第34話 強いな、おい
本気のフォイルはとにかく強かった。
練習場を縦横無尽に動き回り、至る所から剣筋が飛んでくる。
てか、斬撃が《《飛んでくる》》。
これもスキルなのだろうか??
「あー全然当たんねぇじゃねぇか!!」
何故、私がここまで見えているのか。
それは単純。
全て躱しているからにすぎない。
そして全部躱せている理由もまた簡単。
例のスキルを使っているから。
「その装備。噂の戦乙女か!!」
「そうだよ~♪」
さっきは使えなかったのにね。
このスキル、ツンデレなのかな?
ま、戦いのときにしか使えないみたいな感じなのかな?
体が羽のように軽くて飛べそうなぐらいだわ。
「……え、てかちょっと浮いてない?」
足元を確認。
うん、浮いてるわ。
そりゃヌルヌル動くわけだぁ。
こーんな事をしてる間にもフォイルは私に攻撃を仕掛けてきている。
躱してるけど。
その時だった。
背中にさっき感じた高揚感からではなく、純粋な恐怖、危機感からの寒気。
そして機器察知から数コンマ秒のこと。
≪五感強化≫が≪六感強化≫に。
それによって第六感。
つまり直感が強化される。
私はその直感に従って上半身をぐっと引き、右後方へずらす。
眼前を鋭い突きが通り過ぎて行った。
「あっ……ぶなッ!」
そこから1分弱、息の詰まるような攻防が続いた。
「あれ、おかしいなぁ。

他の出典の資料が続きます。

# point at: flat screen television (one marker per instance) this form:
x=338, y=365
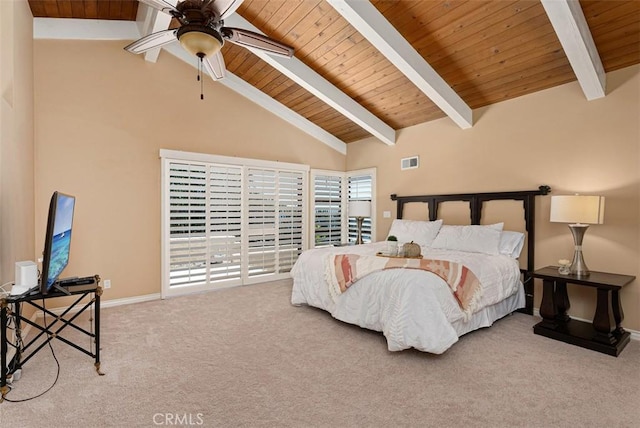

さっきまで余裕だったのに」
ちら、とフォイルを見る。
そこには私と同じ《《金色の装備》》を身に纏ったフォイルの姿。
「まさか、あんたもとはね」
多分フォイルのも神域装備なんだろう。
「そりゃ、一応騎士団長だしな。」
「それに聖騎士の適正もあるからな」
へぇ、職業適性みたいなのもあるんだね。
「適正もなしにそんだけの力を扱えるお前がおかしんだよ、リーン」
「やっぱスキルが壊れてんだな」
「まぁ、それは私も思うね」
そう言いつつ、私は再度構える。
でもその構えはあっという間に崩されることになる。
(何が起こった、の……?)
背中には硬い感触と土と草の匂い。
顔のすぐ右横には剣が突き立てられている。
そして私の目の前にはフォイル。
数秒考えてやっと理解できた。
あぁ、《《一瞬の間に地面に倒し伏せられた》》のか──と。
せっかく進化した≪六感強化≫も働くことなく終わってしまった。
なんだよ、普段頼りなくてへらへらしてるくせして。
ちょっとはかっこいいじゃん。
「うし、勝負あり、だなリーン」
得意げな表情を浮かべるコイツ。
やっぱ、さっきのナシ。ムカついてきた。
「わかったからさっさと退いて?」
目一杯の嫌そうな顔をしてみる。
「へいへい」
そう言って私の上から退くコイツはまだへらっとした顔をしていた。